Geography classes often include applied components where students conduct fieldwork or address real-world problems. Several department courses connect geographic theory and application with a local focus. These courses follow an active learning model through a combination of field trips, community-based independent projects, and discussions with local practitioners to explore the human-environment connections within our community. Other courses have a more global focus. Examples include:

GEOG 260: Foundations of Geospatial Analysis and GEOG 365: Advanced Spatial Analysis

Looking for a place where students are an active part of the learning process? A place where the instructor and students collaborate to solve real-world problems? Richmond’s Spatial Analysis Laboratory is the place to be! Students who enroll in Geography 260 (Foundations of Geospatial Analysis) and Geography 365 (Advanced Spatial Analysis) will ‘learn by doing’ in these applied courses. Instead of being lectured to or reading about how to do GIS, students are actively engaged in the learning process by participating in real-world projects. In 2008-2009 students mapped the University of Richmond Campus – a project which resulted in the replacement of all official campus maps with student-driven work. In 2009-2010 students mapped and analyzed protected lands and indigenous territories of the Amazon Rainforest. The result: students learn the basics of GIS and much more!

Here’s what students have said:

“… by allowing us to work on a project with substantive meaning and community significance, we are more accountable and more actively engaged in understanding our work.”

“Honestly, these are the best classes I have taken here at the University.”

“Thus far this class has been the only one that my work has actually affected real people on the campus.”

“This class opened my eyes to SO MUCH MORE than GIS and ArcMap.”

GEOG 220: Ecotourism

This upper-level seminar gets students out of the classroom to assess the sustainability of Virginia's ecotourism along the Chesapeake Bay and the James River. In March of 2009, this class visited Tangier Island for an overnight field trip with community service components. In April of 2009, seminar students visited Pony Pasture and Belle Island in the James River Park System. In upcoming seminars, students will focus on urban ecotourism in the James River Park System. We will develop an environmental curriculum for youth in local area schools to highlight the ecological and social values of these natural areas in the heart of Richmond.

Here’s what students said about their trip to Tangier Island:

“I really enjoyed the trip because it allowed me to really see the impact that certain regulations have on fishermen… It’s easy to impose policies for conservation but environmentalists don’t always see the negative effects that these regulations have on watermen, who depend on the crabbing industry for their livelihood.”

“I went on the trip not knowing what it would bring or what I would learn but I really appreciated the time I spent on Tangier, both for my research and the experience as a whole.”

GEOG 345: Global Sustainability: Society, Economy, and Nature

What course allows you to research and justify the conservation status of the Imperial Eagle and also question the sustainable development approach funding that same conservation initiative?
In GEOG 345 students combine applied research on species conservation with a critical analysis of international sustainable development.
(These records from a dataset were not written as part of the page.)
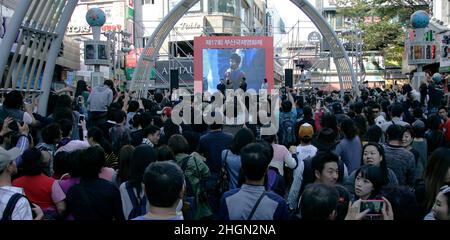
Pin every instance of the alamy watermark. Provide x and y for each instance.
(250, 107)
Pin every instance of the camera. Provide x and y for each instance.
(375, 207)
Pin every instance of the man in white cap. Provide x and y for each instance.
(13, 204)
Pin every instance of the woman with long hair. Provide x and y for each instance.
(132, 192)
(372, 154)
(436, 175)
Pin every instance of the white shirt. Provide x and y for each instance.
(27, 118)
(22, 211)
(303, 152)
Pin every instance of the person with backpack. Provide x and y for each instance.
(231, 158)
(93, 198)
(288, 119)
(196, 173)
(134, 201)
(13, 203)
(164, 186)
(252, 201)
(120, 135)
(304, 150)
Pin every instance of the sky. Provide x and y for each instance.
(290, 14)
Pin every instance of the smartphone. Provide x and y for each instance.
(375, 207)
(82, 118)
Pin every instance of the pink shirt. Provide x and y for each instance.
(107, 174)
(280, 156)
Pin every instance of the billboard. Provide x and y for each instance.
(232, 58)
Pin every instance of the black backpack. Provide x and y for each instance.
(223, 181)
(11, 205)
(287, 129)
(275, 182)
(139, 204)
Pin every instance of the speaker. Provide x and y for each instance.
(173, 79)
(288, 77)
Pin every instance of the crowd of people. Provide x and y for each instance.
(103, 154)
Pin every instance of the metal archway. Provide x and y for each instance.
(41, 25)
(347, 77)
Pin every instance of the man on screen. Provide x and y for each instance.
(234, 73)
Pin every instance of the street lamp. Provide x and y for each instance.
(120, 46)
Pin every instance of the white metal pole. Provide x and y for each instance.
(11, 32)
(53, 55)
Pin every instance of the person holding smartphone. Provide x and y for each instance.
(369, 181)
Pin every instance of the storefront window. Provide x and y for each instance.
(224, 6)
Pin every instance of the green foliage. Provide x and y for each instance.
(385, 36)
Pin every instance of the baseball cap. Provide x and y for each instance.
(306, 131)
(7, 156)
(167, 111)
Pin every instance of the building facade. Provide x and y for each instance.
(119, 17)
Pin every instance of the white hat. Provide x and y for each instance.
(7, 156)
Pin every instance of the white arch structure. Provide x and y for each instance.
(147, 60)
(41, 26)
(43, 23)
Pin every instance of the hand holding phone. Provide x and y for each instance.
(81, 119)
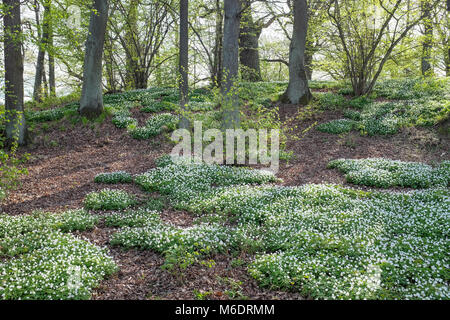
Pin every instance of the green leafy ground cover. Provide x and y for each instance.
(325, 241)
(39, 260)
(385, 173)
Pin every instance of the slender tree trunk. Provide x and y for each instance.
(427, 44)
(37, 95)
(184, 60)
(91, 103)
(132, 75)
(298, 90)
(51, 57)
(249, 46)
(15, 126)
(45, 83)
(109, 65)
(218, 47)
(308, 65)
(231, 112)
(447, 65)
In 2009 students wrote Species Assessment Reports for the Wildlife Conservation Society’s Afghanistan office. These reports contributed to Afghanistan’s environmental laws and had students recommending their listings in front of the Afghanistan Wildlife Executive Committee using Skype technology. Even as students practice applied research, they also critically analyze the process of sustainable development through the detailed examinations of key development and conservation institutions (World Bank, USAID, WWF…) using specific case studies from around the globe.
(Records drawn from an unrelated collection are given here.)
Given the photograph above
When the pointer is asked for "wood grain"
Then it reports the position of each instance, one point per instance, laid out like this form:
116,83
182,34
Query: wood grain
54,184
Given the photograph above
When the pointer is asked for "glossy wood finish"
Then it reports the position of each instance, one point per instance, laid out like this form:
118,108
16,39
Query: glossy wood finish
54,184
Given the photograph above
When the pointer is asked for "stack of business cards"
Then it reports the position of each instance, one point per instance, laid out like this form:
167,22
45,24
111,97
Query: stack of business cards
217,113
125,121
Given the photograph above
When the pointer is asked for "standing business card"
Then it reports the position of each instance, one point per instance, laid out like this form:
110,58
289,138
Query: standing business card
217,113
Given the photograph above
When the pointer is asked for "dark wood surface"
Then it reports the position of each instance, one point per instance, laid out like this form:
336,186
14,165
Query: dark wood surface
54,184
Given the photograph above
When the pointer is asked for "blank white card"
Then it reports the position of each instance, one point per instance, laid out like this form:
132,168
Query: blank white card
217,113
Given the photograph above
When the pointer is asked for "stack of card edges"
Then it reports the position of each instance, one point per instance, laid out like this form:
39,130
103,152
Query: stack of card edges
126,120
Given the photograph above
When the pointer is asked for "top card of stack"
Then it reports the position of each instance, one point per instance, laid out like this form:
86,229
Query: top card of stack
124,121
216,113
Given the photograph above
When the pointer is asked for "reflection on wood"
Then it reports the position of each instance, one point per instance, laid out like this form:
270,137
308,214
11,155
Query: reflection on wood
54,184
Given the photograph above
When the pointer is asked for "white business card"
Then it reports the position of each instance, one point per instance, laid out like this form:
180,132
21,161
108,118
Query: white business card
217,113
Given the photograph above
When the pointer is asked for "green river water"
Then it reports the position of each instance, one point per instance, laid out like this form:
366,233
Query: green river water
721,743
Here’s what students said about the course:

“I walked away from the experience with the knowledge that not only was my contribution of international importance for conservation but also that I was part of something that reached far beyond my preconceived notions of undergraduate work.”

"Never do you have the satisfaction at the end of a class of realizing, 'I could have changed the lives of people half a world away.'"

“I really thought this class helped me apply school knowledge to something bigger, which doesn't happen much in college."